Health Canada published regulations July 8 prohibiting vaping advertisements in public spaces where youth may be exposed to them.
The nationwide ban on vaping ads applies to all retail locations and online stores that sell e-cigarettes, except for adult-only establishments, such as designated vaping shops. However, “permitted ads displayed where youth are not permitted convey a health warning about vaping product harms.”
This means that c-store operators across the country must remove all window, point-of-sale and in-store marketing materials, as well as product displays.
These requirements are applicable only when a province or territory does not already have such requirements in place. Ottawa stated in a release: “The Government of Canada remains concerned by the rise in youth vaping and is acting to address it.”
These new changes will further restrict the promotion of vaping products, to protect youth from being exposed to advertisements that can induce them to try vaping. It will now be prohibited to advertise vaping products in public spaces if the ads can be seen or heard by youth, whether in brick and mortar stores, online or other media channels.
In addition, the display of vaping products at point-of-sale where youth have access will be prohibited. These changes will also require that any permitted ads displayed where youth are not permitted convey a health warning about vaping product harms.

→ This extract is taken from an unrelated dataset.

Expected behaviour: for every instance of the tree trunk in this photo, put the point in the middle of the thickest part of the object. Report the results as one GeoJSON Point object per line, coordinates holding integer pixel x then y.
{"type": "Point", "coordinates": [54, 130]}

These requirements are applicable only when a province or territory does not already have such requirements in place.”
Health Canada is also considering additional regulatory measures “that would further restrict the nicotine content of vaping products, further restrict flavours in vaping products, and require the vaping industry to provide information about their vaping products, including sales, ingredients, and research and development activities.”
Health Canada has invested more than $12 million over three years in a national vaping public education and prevention campaign.